Scelta che risulterebbe evidentemente vanificata ove si escludesse che, in ipotesi di pluralità di bambini con handicap, spetta un permesso giornaliero di due ore per ciascun bambino, che si configurerebbe in tal caso una evidente alterazione rispetto al predetto parametro (due ore al giorno per ogni bambino) e, peraltro, si determinerebbe una irragionevole disparità, in senso del tutto opposto alla intentio legis, rispetto all’ipotesi di pluralità di bambini non svantaggiati, per i quali viene espressamente prevista dall’art. 41 del T.U. la moltiplicazione dei periodi di riposo giornaliero (sì che i genitori di due bambini senza handicap fruirebbero di quattro ore al giorno, mentre per due bambini con handicap spetterebbero solo due ore).
D’altra parte, il cumulo di permessi è consentito – come riconosce lo stesso Istituto – fra permessi giornalieri (per bambini “con handicap grave” sino a tre anni di età) e permessi mensili di tre giorni (oltre tale età) e, dunque, a maggior ragione esso si giustifica in relazione alla necessità di assistere durante la stessa giornata due bambini con disabilità, entrambi di età inferiore a tre anni”

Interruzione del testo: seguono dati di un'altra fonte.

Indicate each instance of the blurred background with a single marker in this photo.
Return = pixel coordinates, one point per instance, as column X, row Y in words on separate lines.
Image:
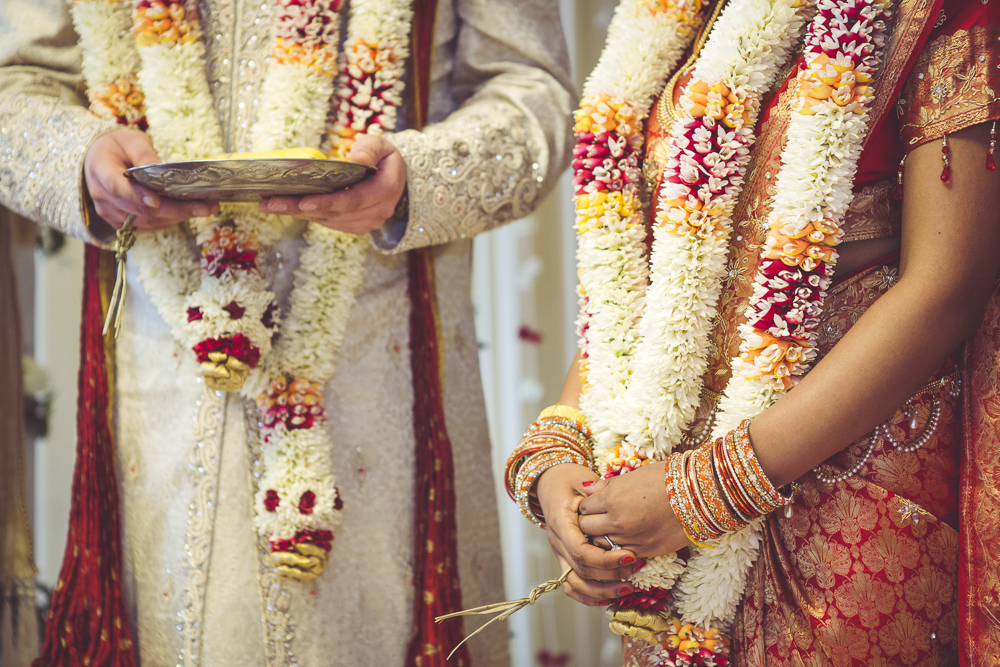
column 524, row 291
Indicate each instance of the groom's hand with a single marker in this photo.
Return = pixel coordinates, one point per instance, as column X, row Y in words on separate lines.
column 115, row 196
column 362, row 208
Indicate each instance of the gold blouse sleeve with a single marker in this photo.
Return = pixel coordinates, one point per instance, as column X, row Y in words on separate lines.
column 952, row 86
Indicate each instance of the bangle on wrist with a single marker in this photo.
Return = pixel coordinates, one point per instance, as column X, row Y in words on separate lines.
column 559, row 435
column 720, row 487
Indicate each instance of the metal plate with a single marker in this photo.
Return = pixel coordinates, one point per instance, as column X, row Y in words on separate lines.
column 248, row 180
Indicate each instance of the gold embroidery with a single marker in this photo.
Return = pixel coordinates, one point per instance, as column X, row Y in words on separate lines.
column 874, row 213
column 952, row 86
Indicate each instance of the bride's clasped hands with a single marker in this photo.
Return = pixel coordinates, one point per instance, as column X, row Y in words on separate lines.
column 587, row 517
column 634, row 511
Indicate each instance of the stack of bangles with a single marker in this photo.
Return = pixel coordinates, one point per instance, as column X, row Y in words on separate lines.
column 559, row 435
column 720, row 487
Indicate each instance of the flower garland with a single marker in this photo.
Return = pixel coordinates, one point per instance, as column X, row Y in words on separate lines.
column 708, row 152
column 109, row 65
column 645, row 41
column 220, row 306
column 370, row 87
column 813, row 191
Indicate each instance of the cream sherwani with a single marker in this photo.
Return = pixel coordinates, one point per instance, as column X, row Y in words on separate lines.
column 198, row 580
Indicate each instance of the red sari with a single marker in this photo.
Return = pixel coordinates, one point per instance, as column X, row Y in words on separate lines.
column 896, row 565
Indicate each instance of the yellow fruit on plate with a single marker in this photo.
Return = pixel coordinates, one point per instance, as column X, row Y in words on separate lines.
column 302, row 153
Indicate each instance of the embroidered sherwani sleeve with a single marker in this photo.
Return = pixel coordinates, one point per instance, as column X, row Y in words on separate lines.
column 45, row 127
column 494, row 158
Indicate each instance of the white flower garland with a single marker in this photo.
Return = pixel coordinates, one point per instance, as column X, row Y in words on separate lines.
column 813, row 192
column 653, row 342
column 224, row 305
column 645, row 41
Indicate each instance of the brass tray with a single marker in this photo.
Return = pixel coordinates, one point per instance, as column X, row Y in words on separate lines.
column 248, row 180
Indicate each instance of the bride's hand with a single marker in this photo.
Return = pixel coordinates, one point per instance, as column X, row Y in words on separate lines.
column 634, row 511
column 598, row 575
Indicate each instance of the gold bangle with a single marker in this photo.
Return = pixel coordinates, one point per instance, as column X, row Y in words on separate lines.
column 564, row 411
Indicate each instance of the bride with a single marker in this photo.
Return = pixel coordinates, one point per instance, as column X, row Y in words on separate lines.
column 775, row 195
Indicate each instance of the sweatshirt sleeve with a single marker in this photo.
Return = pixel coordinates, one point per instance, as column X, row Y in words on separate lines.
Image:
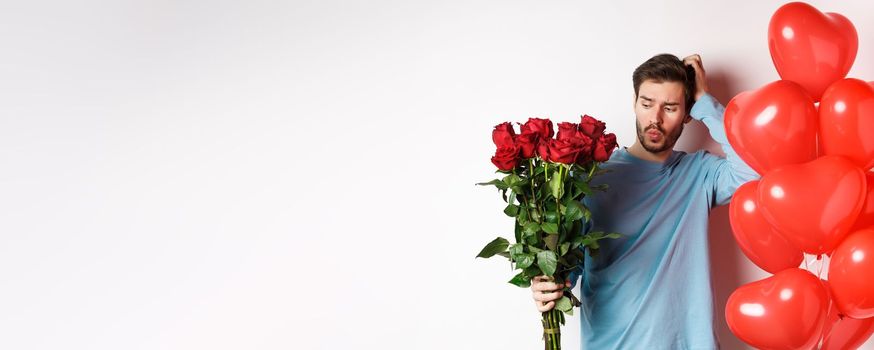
column 725, row 174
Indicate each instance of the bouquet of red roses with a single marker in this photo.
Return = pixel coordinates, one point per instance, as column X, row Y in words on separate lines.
column 546, row 179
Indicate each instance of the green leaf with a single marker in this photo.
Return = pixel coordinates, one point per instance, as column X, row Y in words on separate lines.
column 497, row 183
column 516, row 250
column 521, row 280
column 494, row 247
column 530, row 228
column 564, row 248
column 512, row 180
column 511, row 210
column 524, row 261
column 551, row 241
column 549, row 227
column 547, row 261
column 555, row 186
column 532, row 271
column 564, row 305
column 573, row 210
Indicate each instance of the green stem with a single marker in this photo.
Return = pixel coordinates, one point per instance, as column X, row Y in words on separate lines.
column 558, row 200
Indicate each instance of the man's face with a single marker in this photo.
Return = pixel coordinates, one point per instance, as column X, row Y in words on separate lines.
column 661, row 114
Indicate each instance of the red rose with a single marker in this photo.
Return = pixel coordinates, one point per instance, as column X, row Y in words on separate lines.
column 503, row 135
column 563, row 151
column 592, row 127
column 527, row 142
column 586, row 148
column 567, row 131
column 543, row 149
column 604, row 147
column 543, row 127
column 506, row 158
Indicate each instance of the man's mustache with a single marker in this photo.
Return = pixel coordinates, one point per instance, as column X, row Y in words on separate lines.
column 654, row 126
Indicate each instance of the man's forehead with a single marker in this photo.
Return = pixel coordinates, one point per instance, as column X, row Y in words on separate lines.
column 668, row 92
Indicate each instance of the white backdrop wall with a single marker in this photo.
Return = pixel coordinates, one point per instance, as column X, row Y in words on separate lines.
column 299, row 174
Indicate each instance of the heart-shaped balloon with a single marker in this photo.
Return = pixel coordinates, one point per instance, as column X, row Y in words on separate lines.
column 843, row 332
column 772, row 126
column 866, row 215
column 846, row 121
column 784, row 311
column 759, row 241
column 815, row 204
column 850, row 275
column 811, row 48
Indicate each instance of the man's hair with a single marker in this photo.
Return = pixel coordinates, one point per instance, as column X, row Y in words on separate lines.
column 666, row 68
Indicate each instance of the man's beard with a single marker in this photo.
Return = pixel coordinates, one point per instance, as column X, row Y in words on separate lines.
column 668, row 140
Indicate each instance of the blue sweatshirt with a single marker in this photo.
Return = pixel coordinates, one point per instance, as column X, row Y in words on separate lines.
column 650, row 289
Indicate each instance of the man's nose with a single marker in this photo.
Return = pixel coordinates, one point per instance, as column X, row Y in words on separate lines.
column 657, row 117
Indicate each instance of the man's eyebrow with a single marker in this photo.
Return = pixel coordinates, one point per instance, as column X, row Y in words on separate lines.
column 647, row 99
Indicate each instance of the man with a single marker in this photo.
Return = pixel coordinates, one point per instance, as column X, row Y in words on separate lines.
column 650, row 289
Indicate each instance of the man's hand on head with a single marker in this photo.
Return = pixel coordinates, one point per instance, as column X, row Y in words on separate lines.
column 700, row 79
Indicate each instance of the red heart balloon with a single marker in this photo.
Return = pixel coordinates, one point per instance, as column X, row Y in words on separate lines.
column 784, row 311
column 815, row 204
column 843, row 332
column 759, row 241
column 772, row 126
column 866, row 216
column 846, row 121
column 811, row 48
column 850, row 275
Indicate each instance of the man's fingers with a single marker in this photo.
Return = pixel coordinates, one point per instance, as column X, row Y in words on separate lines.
column 545, row 287
column 544, row 297
column 545, row 307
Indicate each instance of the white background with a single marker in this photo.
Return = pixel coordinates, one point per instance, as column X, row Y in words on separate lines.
column 299, row 175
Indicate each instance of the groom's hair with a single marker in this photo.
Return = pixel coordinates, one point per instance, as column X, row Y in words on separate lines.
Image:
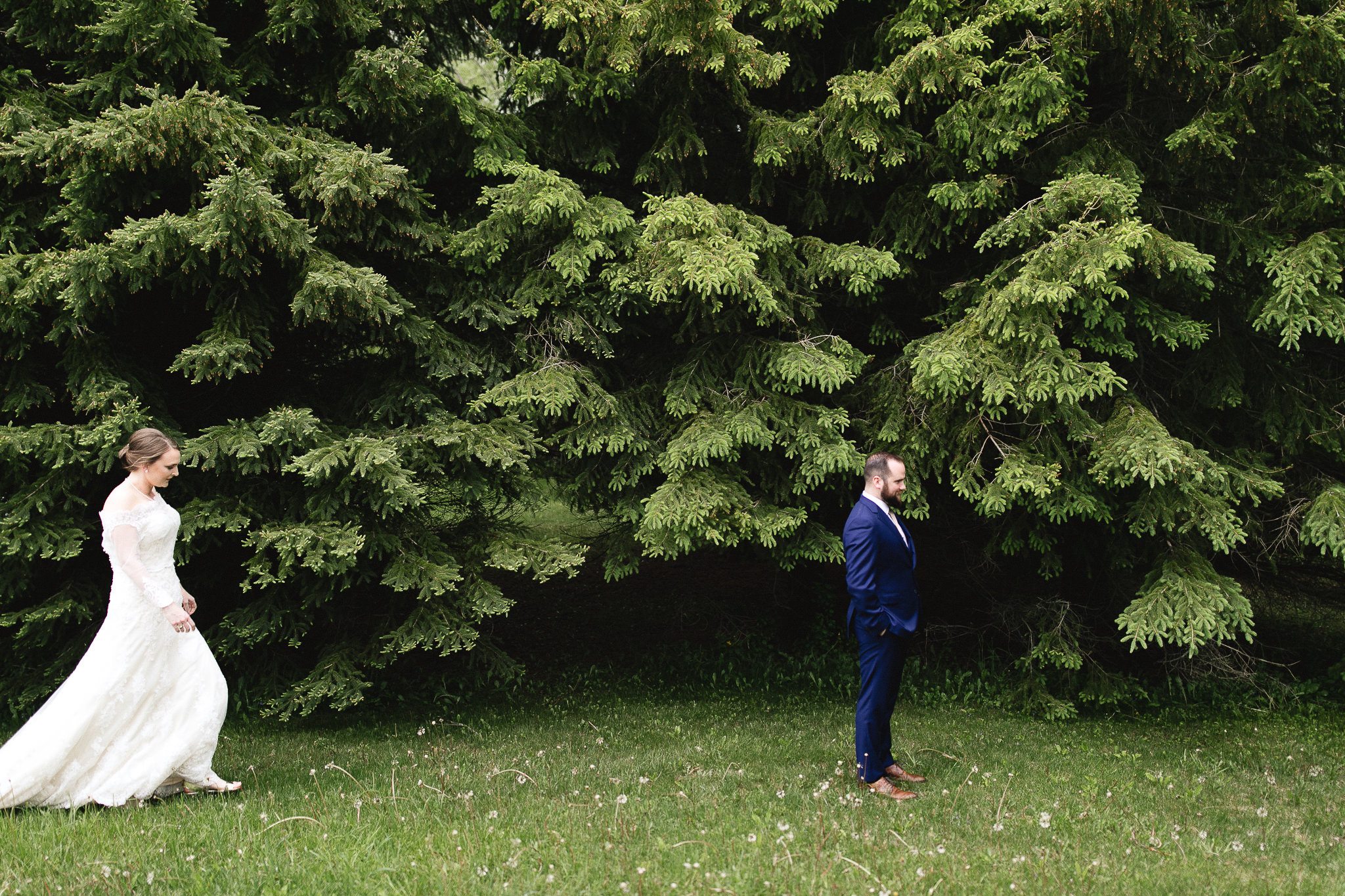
column 144, row 448
column 880, row 464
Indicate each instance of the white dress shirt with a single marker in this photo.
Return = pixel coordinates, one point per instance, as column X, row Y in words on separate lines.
column 892, row 516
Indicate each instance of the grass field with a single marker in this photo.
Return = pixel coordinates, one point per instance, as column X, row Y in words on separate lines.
column 724, row 797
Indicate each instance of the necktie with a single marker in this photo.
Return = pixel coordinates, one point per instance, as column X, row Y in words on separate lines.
column 900, row 531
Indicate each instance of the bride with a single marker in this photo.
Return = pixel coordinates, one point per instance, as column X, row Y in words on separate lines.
column 142, row 712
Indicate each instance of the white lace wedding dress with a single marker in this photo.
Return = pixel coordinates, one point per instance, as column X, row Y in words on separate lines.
column 146, row 703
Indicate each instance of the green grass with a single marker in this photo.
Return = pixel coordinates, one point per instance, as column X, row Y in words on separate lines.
column 724, row 797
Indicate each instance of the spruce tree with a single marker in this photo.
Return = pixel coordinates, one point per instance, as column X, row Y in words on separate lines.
column 1078, row 259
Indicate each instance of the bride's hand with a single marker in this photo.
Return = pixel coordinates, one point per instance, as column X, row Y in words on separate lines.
column 178, row 618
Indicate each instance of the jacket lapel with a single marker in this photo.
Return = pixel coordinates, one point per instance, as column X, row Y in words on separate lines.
column 904, row 544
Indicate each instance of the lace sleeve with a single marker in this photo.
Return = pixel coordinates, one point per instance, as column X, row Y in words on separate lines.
column 125, row 539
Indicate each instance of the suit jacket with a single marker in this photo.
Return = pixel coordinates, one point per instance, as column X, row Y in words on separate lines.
column 879, row 572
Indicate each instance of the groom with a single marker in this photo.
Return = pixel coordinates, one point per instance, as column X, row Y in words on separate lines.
column 880, row 561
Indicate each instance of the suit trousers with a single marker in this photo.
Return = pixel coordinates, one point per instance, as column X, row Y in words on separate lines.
column 881, row 658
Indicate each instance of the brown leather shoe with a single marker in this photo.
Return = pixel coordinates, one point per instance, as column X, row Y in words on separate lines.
column 888, row 789
column 898, row 773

In quest’ultima ipotesi, dunque, il bilanciamento dei diversi interessi coinvolti non può che avvenire secondo l’indicato parametro, che presuppone la prevalenza dell’interesse del bambino e la tutela, prioritaria, del suo sviluppo e della sua salute quali diritti fondamentali dell’individuo (ex art. 3 Cost., comma 2, e art. 32 Cost.), sì che, alla luce di una interpretazione della L. n. 104 del 1992, art. 33, comma 2, orientata alla complessiva considerazione di tale prevalente tutela, deve riconoscersi il diritto della lavoratrice madre, o del lavoratore padre, di figli “con handicap in situazione di gravità” ad usufruire, in alternativa al prolungamento fino a tre anni del congedo parentale, di due ore di permesso giornaliero retribuito per ciascun bambino sino al compimento del terzo anno di vita (e quindi di un permesso doppio in caso di figli gemelli, entrambi con handicap grave).